During the LAB, students visited Phnom Penh, Cambodia’s capital city, and Sihanoukville, a coastal city that has seen a huge influx in Chinese investments in recent years. In Phnom Penh, students also engaged with Khmer Rouge history through site visits and conversations with local experts and organisations, such as the Documentation Center of Cambodia (DC-CAM) and the Bophana Center.

“While there are some controversies surrounding Chinese investments, such as the environmental impact of investments in Sihanoukville, speaking to a variety of stakeholders made me realise that it is worth taking the time to dig deeper and understand the voices that go unheard. That’s my biggest takeaway from the LAB which I hope to carry with me as I work on my senior thesis and enter the professional world,” said Meng Fei.

Meng Fei shared that she also appreciated her semester at Yale-NUS, where she had the opportunity to take a special seminar on US Strategy and the Rise of China, in which she learnt about increasing security and trade tensions between the two superpowers. Through her exchange programme and LAB, Meng Fei’s understanding of the region has deepened.

Lucy Kuo (Class of 2020), an Economics major, said that she particularly enjoyed her visit to Future Forum, a local think tank. During the visit, students learnt about the think tank’s research into developments in the Mekong River region and the motivations of the researchers in undertaking their work. Through such visits, Lucy gained a deeper insight into public policy and politics in Cambodia. The experience will be invaluable for her upcoming capstone project, which would likely be on developmental economics.

“Cambodia is particularly interesting to study given the tensions between US-China influences at the moment as well as the influx of foreign direct investment. After taking Assistant Professor of Social Sciences (Environmental Studies) Angel Hsu’s course on China’s Energy and Environmental Sustainability, I applied for this LAB as I wanted to further explore topics I studied in the course and learn about China’s influence in the region”.

As part of the LAB, students had to work on news stories on Cambodia and Singapore based on their research and site visits. They then received guidance and feedback from Mr Ni after they returned to Singapore.

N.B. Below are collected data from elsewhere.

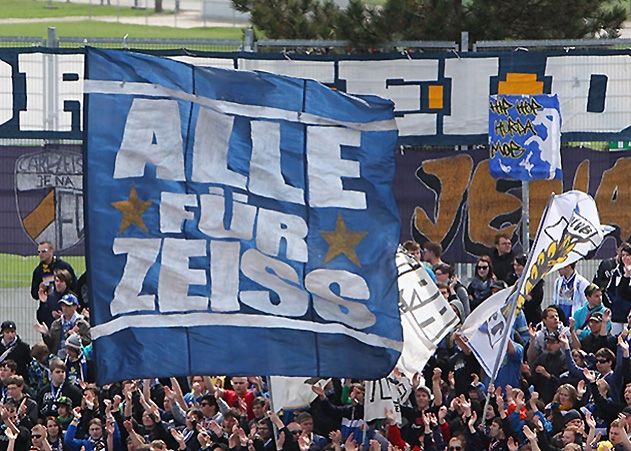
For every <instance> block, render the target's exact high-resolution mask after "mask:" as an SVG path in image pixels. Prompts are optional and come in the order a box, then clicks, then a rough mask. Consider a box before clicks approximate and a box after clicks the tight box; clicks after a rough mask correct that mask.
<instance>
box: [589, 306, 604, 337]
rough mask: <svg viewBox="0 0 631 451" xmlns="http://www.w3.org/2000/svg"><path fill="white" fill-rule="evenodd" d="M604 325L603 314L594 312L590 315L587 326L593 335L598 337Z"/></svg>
mask: <svg viewBox="0 0 631 451" xmlns="http://www.w3.org/2000/svg"><path fill="white" fill-rule="evenodd" d="M602 323H603V314H602V313H600V312H594V313H592V314H591V315H589V321H588V322H587V326H588V327H589V331H590V332H591V333H592V334H593V335H598V334H599V333H600V326H601V325H602Z"/></svg>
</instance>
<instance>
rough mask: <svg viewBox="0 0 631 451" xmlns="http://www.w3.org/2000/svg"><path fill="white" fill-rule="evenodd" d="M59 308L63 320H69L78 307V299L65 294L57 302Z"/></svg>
mask: <svg viewBox="0 0 631 451" xmlns="http://www.w3.org/2000/svg"><path fill="white" fill-rule="evenodd" d="M59 306H60V307H61V313H62V314H63V315H64V318H66V319H70V318H72V316H73V315H74V314H75V312H76V311H77V308H78V307H79V299H77V297H76V296H75V295H74V294H72V293H66V294H64V295H63V296H62V297H61V299H60V300H59Z"/></svg>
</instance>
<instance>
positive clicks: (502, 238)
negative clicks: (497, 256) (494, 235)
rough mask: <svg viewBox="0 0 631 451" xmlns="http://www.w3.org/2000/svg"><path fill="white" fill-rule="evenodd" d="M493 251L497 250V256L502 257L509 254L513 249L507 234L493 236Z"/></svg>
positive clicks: (507, 234) (512, 246) (500, 233)
mask: <svg viewBox="0 0 631 451" xmlns="http://www.w3.org/2000/svg"><path fill="white" fill-rule="evenodd" d="M495 249H496V250H497V255H500V256H502V255H507V254H510V252H511V250H512V249H513V243H511V241H510V237H509V236H508V234H506V233H498V234H497V235H495Z"/></svg>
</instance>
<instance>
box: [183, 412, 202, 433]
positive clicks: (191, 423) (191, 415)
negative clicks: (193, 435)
mask: <svg viewBox="0 0 631 451" xmlns="http://www.w3.org/2000/svg"><path fill="white" fill-rule="evenodd" d="M202 421H204V414H203V413H202V411H201V410H200V409H191V410H189V411H188V413H187V414H186V427H187V428H188V429H189V430H191V431H194V430H195V428H197V425H198V424H201V423H202Z"/></svg>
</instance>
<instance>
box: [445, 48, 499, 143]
mask: <svg viewBox="0 0 631 451" xmlns="http://www.w3.org/2000/svg"><path fill="white" fill-rule="evenodd" d="M498 72H499V58H476V59H461V58H453V59H446V60H445V77H446V78H451V99H452V100H451V101H452V105H451V113H450V114H449V115H445V116H443V133H444V134H445V135H477V134H486V133H488V129H489V112H488V109H489V94H490V84H491V83H490V82H489V80H490V77H492V76H493V75H497V74H498ZM472 112H475V114H472Z"/></svg>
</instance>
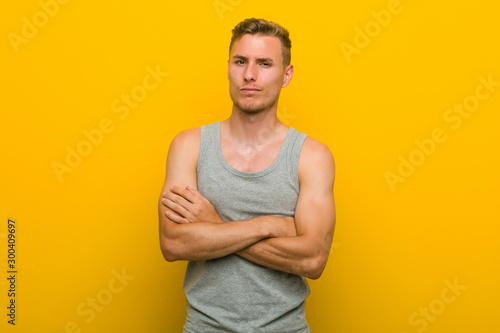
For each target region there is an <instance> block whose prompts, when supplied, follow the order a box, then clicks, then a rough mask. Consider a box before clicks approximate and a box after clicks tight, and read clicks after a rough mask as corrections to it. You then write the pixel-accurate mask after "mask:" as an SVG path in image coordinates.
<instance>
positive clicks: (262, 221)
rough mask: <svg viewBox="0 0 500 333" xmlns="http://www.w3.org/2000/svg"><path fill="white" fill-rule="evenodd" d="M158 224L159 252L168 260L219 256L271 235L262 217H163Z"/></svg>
mask: <svg viewBox="0 0 500 333" xmlns="http://www.w3.org/2000/svg"><path fill="white" fill-rule="evenodd" d="M161 228H162V230H161V235H162V237H161V238H162V239H161V242H162V252H163V254H164V256H165V259H167V260H168V261H175V260H206V259H214V258H219V257H223V256H226V255H228V254H231V253H234V252H237V251H240V250H242V249H244V248H246V247H248V246H250V245H252V244H254V243H256V242H258V241H260V240H262V239H264V238H267V237H271V236H273V234H272V232H271V229H270V228H268V227H267V223H266V221H265V220H264V219H261V218H257V219H252V220H246V221H234V222H223V223H212V222H196V223H183V224H178V223H173V222H171V221H164V222H163V223H162V224H161Z"/></svg>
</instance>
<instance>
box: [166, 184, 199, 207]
mask: <svg viewBox="0 0 500 333" xmlns="http://www.w3.org/2000/svg"><path fill="white" fill-rule="evenodd" d="M170 192H172V193H175V194H177V195H179V196H181V197H183V198H184V199H186V200H187V201H189V202H191V203H192V202H193V200H194V194H193V193H192V192H190V191H188V190H186V189H185V188H182V187H179V186H172V187H171V188H170Z"/></svg>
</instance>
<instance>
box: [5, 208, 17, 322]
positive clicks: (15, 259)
mask: <svg viewBox="0 0 500 333" xmlns="http://www.w3.org/2000/svg"><path fill="white" fill-rule="evenodd" d="M17 230H18V224H17V222H16V220H14V219H10V218H9V219H7V232H8V233H7V258H6V259H7V269H6V272H5V273H6V275H7V281H9V282H8V290H7V296H8V300H9V301H8V305H7V318H8V319H7V323H8V324H10V325H16V320H17V316H16V315H17V306H18V303H17V298H16V293H17V292H18V288H17V274H18V266H17Z"/></svg>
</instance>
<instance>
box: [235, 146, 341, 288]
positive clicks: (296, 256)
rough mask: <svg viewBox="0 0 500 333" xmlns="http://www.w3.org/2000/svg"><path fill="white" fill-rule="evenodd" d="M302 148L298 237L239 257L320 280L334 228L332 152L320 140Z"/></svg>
mask: <svg viewBox="0 0 500 333" xmlns="http://www.w3.org/2000/svg"><path fill="white" fill-rule="evenodd" d="M302 149H303V150H302V153H301V157H300V160H299V181H300V193H299V198H298V201H297V206H296V210H295V226H296V229H297V236H296V237H281V238H269V239H264V240H262V241H260V242H258V243H255V244H252V245H250V246H249V247H247V248H245V249H243V250H240V251H238V252H237V254H238V255H240V256H242V257H243V258H246V259H248V260H250V261H253V262H255V263H257V264H260V265H263V266H266V267H269V268H273V269H277V270H281V271H285V272H289V273H294V274H298V275H302V276H306V277H308V278H312V279H317V278H319V277H320V276H321V274H322V272H323V270H324V268H325V265H326V261H327V259H328V254H329V250H330V247H331V243H332V238H333V232H334V228H335V203H334V198H333V183H334V173H335V165H334V161H333V157H332V155H331V153H330V150H329V149H328V148H327V147H326V146H325V145H323V144H321V143H319V142H318V141H315V140H313V139H311V138H308V139H307V140H306V142H305V143H304V146H303V148H302Z"/></svg>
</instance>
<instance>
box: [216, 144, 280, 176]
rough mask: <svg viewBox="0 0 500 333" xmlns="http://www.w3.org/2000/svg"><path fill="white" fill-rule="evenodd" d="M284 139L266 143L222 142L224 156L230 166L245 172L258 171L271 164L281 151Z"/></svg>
mask: <svg viewBox="0 0 500 333" xmlns="http://www.w3.org/2000/svg"><path fill="white" fill-rule="evenodd" d="M282 143H283V142H282V141H281V142H280V141H278V142H273V143H269V144H266V145H252V146H249V145H237V144H234V143H231V142H224V141H222V142H221V150H222V156H224V159H225V160H226V161H227V163H229V165H230V166H232V167H233V168H235V169H236V170H239V171H243V172H257V171H261V170H264V169H266V168H267V167H269V166H271V165H272V164H273V162H274V161H275V160H276V157H277V156H278V154H279V152H280V148H281V145H282Z"/></svg>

Alysha Chandra (Class of 2021), the Editor-in-chief of The Octant, an autonomous student-run newspaper at Yale-NUS College, said that the LAB was highly relevant to her professional interests.

“I am interested in pursuing journalism as a career, so this LAB was an excellent opportunity to get some reporting experience and learn from Vincent. Observing the way Vincent conducts himself in interviews and ask sensitive questions was very educational. Through the workshops he conducted, as well as the feedback he gave on my article, Vincent taught me a lot about adding colour to a story and how to link broad geopolitical happenings to small local situations”.

Another student, Yuki Nakamura (Class of 2020), applied for the LAB as she wanted to conduct research through journalism and learn about sustainable development. As a result of the LAB, Yuki said that she became more aware of the nuances of identity in studying Chinese influence in the region and the importance of sustainable development.

“I believe that it is an immense privilege to have the opportunity to speak with people and hear about their personal or professional lives, as well as have the time and space to represent these stories. The people we have talked to have taken their time to tell us their deeply personal stories. For instance, one of the those who accompanied us on our bus ride back to the airport shared his experience of being abused as a child during the Khmer Rouge regime.”

“At the end of the day, we are able to come back to Singapore or our respective homes and go on about our life. However, the people whom we have met and shared with us their difficulties, still live through them every single day. As I continue to confront and make sense of my own privilege, I hope to use journalism and this writing as a way to share the personal stories we have had the opportunity to hear, truthfully, with the respect that it deserves.”